I’d love it if you gave it a spin; please let me know if you find anything nasty!
chrome --headless --disable-gpu --print-to-pdf https://www.google.com/
As soon as you need to control anything, you have to use [Puppeteer](https://developers.google.com/web/tools/puppeteer/)
Other than that, it runs the article through Readability to extract just the main content and applies customizable CSS / HTML to it.
We support 'captured' HTML pages. Basically what we do is we fetch the full HTML of the content and store it in a PHZ file (polar HTML archive) and then we save that to disk (it's just a zip file with JSON metadata).
The Polar app is an Electron app so it has full access to render HTML.

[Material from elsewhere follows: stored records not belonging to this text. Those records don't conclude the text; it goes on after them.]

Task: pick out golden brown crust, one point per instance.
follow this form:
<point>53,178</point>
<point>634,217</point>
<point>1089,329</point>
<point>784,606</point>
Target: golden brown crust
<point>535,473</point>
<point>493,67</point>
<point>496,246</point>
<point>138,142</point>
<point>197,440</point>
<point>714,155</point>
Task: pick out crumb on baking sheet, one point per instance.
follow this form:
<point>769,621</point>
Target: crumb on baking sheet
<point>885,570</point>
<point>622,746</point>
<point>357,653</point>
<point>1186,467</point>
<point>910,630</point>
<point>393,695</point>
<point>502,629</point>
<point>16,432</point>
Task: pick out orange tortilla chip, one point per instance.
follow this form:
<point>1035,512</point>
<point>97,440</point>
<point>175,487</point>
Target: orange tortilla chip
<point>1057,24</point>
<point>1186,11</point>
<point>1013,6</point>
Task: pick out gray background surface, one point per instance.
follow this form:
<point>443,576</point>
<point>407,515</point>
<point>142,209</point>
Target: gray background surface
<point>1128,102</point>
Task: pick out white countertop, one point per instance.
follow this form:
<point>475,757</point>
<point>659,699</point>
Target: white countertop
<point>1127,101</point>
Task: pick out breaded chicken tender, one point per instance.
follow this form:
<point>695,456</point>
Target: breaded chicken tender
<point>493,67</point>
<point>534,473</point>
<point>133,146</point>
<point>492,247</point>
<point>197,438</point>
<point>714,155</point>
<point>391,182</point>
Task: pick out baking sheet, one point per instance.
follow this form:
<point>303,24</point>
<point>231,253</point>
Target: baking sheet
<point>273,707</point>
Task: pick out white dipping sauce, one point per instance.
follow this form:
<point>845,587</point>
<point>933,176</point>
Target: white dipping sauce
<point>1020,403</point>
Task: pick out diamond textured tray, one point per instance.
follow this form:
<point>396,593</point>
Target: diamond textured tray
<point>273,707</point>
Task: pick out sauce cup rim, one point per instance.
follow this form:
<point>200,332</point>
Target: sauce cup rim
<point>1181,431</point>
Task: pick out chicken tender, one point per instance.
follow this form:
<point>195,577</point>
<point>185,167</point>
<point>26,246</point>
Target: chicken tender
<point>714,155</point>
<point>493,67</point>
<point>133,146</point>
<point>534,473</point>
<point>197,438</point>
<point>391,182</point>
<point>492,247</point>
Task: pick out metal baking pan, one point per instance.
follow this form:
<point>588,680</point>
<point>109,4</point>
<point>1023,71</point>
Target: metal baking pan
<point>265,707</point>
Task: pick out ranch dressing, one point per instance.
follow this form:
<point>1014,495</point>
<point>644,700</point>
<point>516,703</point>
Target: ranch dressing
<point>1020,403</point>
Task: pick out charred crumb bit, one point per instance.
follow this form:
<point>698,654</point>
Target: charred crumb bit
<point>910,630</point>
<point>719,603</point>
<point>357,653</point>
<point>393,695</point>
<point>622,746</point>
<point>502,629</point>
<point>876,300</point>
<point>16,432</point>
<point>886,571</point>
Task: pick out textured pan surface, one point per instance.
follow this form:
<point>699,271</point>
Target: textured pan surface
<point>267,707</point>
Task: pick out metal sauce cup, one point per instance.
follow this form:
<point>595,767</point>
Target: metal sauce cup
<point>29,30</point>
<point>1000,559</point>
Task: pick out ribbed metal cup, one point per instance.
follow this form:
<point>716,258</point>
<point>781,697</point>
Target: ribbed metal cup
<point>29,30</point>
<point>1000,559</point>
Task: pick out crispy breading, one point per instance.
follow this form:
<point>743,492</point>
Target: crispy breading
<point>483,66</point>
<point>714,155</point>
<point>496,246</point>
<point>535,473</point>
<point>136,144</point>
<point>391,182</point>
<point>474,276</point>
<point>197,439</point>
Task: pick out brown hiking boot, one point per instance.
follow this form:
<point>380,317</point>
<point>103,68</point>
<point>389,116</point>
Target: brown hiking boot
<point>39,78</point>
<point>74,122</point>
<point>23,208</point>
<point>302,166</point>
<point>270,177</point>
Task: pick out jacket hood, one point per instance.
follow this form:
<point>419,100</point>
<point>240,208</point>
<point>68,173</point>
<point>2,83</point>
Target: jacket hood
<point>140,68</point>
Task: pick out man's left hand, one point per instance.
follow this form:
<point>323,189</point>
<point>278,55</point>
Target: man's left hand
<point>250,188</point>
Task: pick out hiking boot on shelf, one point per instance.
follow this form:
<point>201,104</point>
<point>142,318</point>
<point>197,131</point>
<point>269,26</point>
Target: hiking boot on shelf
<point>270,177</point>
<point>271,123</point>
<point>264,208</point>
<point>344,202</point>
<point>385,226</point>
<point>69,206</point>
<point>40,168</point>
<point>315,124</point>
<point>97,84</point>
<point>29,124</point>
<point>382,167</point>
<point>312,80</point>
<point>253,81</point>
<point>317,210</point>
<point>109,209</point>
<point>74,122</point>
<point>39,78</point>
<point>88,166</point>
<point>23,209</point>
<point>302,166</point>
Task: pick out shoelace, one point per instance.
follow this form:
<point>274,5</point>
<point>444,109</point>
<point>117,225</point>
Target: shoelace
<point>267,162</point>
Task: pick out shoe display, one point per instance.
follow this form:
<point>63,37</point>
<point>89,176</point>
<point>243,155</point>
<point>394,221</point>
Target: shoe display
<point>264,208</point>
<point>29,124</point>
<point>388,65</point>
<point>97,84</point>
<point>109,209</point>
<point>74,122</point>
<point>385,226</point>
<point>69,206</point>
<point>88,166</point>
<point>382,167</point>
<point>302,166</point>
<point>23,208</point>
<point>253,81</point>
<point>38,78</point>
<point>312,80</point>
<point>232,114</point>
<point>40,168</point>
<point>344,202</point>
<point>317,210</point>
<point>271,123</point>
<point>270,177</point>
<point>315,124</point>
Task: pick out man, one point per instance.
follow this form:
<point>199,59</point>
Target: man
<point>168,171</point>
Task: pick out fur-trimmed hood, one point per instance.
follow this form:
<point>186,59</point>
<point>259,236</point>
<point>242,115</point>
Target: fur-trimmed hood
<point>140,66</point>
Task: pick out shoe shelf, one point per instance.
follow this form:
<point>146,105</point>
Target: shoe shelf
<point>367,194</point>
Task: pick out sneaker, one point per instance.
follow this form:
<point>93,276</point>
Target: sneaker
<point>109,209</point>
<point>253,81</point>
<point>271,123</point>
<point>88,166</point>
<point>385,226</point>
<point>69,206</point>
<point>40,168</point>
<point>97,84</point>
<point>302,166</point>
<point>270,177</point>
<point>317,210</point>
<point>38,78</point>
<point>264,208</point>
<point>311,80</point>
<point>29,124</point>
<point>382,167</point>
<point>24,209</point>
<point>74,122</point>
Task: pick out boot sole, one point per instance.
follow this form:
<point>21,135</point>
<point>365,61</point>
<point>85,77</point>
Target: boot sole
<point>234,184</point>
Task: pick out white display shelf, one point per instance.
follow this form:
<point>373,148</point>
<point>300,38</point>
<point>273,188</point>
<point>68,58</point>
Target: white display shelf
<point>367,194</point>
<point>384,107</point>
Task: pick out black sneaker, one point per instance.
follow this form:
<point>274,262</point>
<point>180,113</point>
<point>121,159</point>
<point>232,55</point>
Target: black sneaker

We then inject our self into the network layer using protocol interceptors and if you're loading the URL you just captured we load the content from the PHZ instead of the network.
You can then annotate the content, take notes on it, tag it, and keep it forever without risk of it vanishing.
I use it for important documents that I can't afford to ever lose. For example, the Etherium whitepapers are in HTML , not PDF. they're also living documents so I can just capture anytime I want.
HTML files don't often print properly so this way I can keep them the way they were meant to be seen.
In any case, many people have tried creating such a tool. I once used to believe that such functionalities should be part of the browser itself. But there's always been a disconnect between local files and browser. Now in the mobile world, it is even difficult to stay in sync.
percollate pdf --output p.pdf https://github.com/danburzo/percollate
The font is gigantic and the page tiny. Barely get to the second headline on the first page.
And there is no way to tune this on the command line (yet).
It's probably a good idea to not introduce flags like `--font-size 12p` or `--page A4` since it leads down a rabbit hole. (Where do you stop?). Directly passing down CSS seems appropriate here.
> percollate html Not implemented yet